In fact, emotional tears contain more stress hormones and natural painkillers than the other two types. Researchers think tears serve a therapeutic role as they make you feel better but are yet to confirm it through further studies.

So, Can Dogs Cry?

The tears in your dog’s eyes aren’t emotional and you must understand that your furball has their own way of expressing pain, happiness, contempt, etc. Thus, actual tears coming out of their eyes are a sign of something as unimportant as having debris in their eyes to something more serious like corneal ulcers.

Of course, we all instinctively want to comfort our dogs when we see them tearing up. However, you must keep in mind there’s a different cause for it. If your dog’s tears linger then it’s best to have a vet check them to determine the reason and prescribe the medical treatment they may require.

For instance, active dogs are more prone to corneal ulcers. This condition is also known as a scratched cornea, the transparent membrane that covers their eyeball, and happens during rough play with cats. It could also be due to activities that involve going through exploring thick bushes during hikes. 

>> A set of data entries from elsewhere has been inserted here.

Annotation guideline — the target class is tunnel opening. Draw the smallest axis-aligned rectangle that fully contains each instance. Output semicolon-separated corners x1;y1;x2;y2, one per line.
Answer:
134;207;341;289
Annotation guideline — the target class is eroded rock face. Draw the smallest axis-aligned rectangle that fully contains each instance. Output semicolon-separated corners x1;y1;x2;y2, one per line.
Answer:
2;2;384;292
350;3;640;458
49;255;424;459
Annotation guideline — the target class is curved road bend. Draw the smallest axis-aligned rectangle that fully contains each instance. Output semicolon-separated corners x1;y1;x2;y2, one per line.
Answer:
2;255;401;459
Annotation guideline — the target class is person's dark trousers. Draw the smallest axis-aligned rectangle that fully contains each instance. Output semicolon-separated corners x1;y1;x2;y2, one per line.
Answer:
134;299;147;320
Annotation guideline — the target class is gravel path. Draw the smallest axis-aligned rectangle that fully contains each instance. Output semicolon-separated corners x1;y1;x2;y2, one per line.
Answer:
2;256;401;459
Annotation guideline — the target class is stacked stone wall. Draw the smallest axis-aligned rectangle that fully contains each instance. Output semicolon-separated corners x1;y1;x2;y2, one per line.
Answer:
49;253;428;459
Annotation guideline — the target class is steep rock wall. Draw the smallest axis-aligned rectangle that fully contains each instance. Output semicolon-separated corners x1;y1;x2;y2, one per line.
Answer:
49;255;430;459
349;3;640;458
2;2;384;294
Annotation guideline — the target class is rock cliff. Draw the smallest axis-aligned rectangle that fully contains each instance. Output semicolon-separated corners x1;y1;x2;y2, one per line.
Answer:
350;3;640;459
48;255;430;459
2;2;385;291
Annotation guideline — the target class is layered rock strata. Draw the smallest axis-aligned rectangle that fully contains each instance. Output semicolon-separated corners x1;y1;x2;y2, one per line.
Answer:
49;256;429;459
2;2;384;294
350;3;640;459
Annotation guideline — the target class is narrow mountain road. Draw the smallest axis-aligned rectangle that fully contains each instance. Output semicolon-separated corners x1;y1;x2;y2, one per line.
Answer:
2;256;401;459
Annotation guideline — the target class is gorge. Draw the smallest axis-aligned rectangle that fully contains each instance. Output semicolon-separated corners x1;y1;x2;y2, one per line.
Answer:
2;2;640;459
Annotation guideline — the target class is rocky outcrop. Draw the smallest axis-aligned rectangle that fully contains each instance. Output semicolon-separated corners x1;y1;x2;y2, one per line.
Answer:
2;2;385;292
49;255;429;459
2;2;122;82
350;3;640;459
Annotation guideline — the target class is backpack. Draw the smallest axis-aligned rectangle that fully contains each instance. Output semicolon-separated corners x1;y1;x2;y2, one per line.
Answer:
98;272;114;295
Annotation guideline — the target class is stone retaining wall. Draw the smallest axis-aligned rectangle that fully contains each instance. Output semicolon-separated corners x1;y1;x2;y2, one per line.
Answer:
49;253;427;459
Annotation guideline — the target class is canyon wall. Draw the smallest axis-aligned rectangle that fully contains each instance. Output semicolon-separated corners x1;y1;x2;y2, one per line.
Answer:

So, a dog who’s “crying,” tearing up after intense playing outside, might have a scratched cornea. Other signs besides watery eyes are excessive blinking and swelling and pawing at an eye. Treating a scratched cornea is complex and depends on the severity of the wound. Again, consult a veterinarian if you notice any of these signs. Your dog will love you for it and lick you, and lick you, and lick you until you cry your eyes out from all the love they give you as a sign they love the bacon you provide.